In pursuit of a joke, you didn't actually answer the question: have you looked in the folder labeled "Spam" in Gmail?
You might be receiving more spam messages in your inbox than in the past, while Google continues to block 99.9% of spam messages sent. Both can be true, and the only way to tell would be to compare your Inbox to the Spam folder. Your experience might be worse without Google's performance being worse if the input stream itself is worse.
> even understand dark patterns in legitimate products
Many tech oriented people probably do but most non-technical people do not, and simply don't care.
You can put a popover that shows when you load the page the first time that asks "By browsing this website you agree that we own you body, mind and soul" and shows two buttons, one green "Accept all" and one gray "Show options", and most people will instinctively press the green "Accept all" button in order to get to the content faster.

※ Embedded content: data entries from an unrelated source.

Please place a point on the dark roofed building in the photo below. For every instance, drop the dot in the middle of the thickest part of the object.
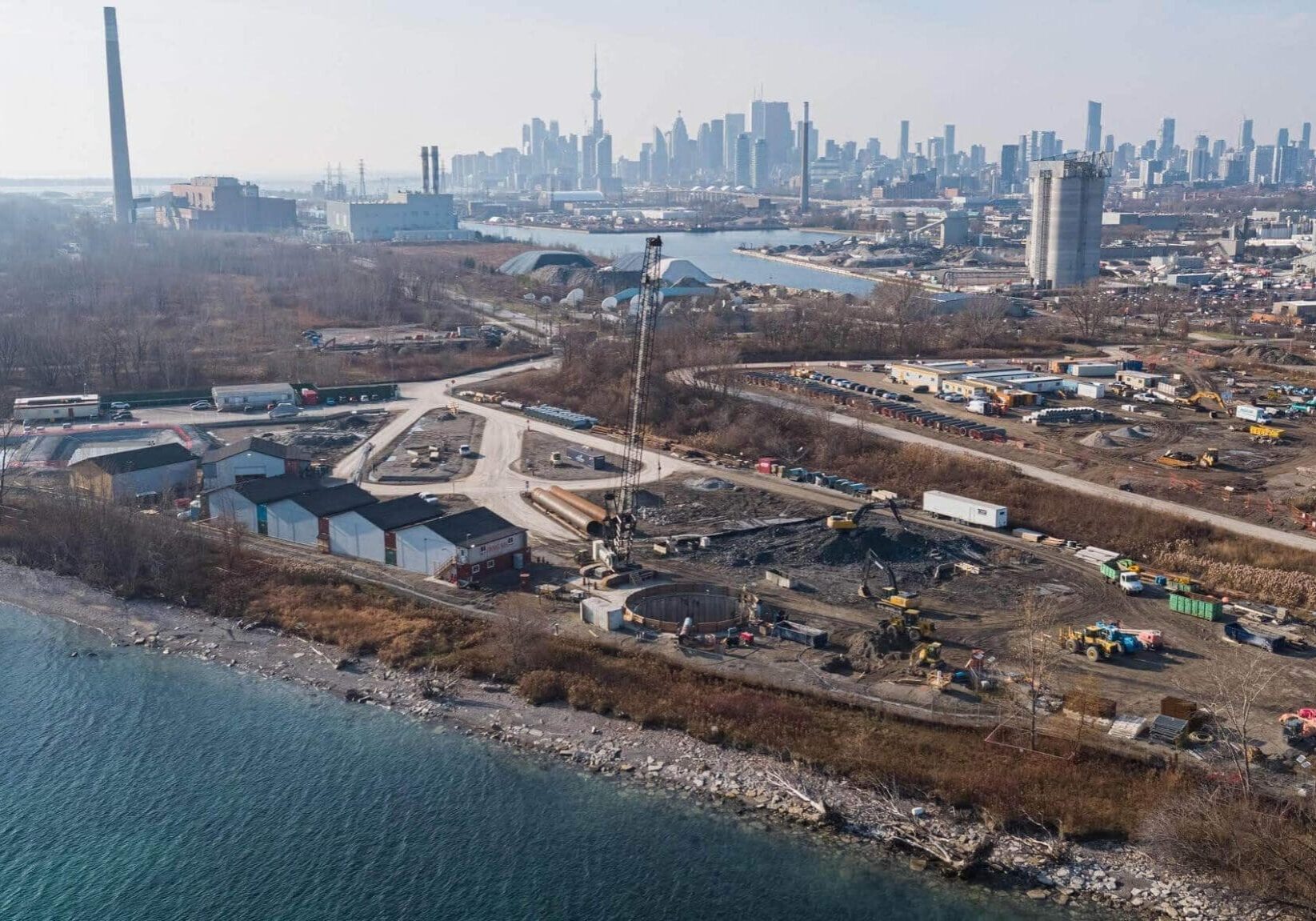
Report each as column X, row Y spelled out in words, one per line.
column 252, row 458
column 370, row 532
column 463, row 547
column 155, row 471
column 304, row 518
column 246, row 503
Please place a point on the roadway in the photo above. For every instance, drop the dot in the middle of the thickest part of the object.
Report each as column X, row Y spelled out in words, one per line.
column 1070, row 483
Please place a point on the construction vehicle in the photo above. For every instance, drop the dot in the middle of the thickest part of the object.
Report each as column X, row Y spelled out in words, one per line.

That's why such agreement wouldn't be legally binding in a big part of the world. The users in turn know it's more or less safe to click "accept all" on a random website.
I think most click "accept all" because they simply don't give a fuck, not because they understand some judicial situation. Most (common) people don't understand most things on the internet, even less if it touches law-related stuff.
but in exchange for that, we now have disinformation campaigns, alternative facts, ... . We need a spam filter for social/traditional media, maybe as a brain implant, cyberpunk style.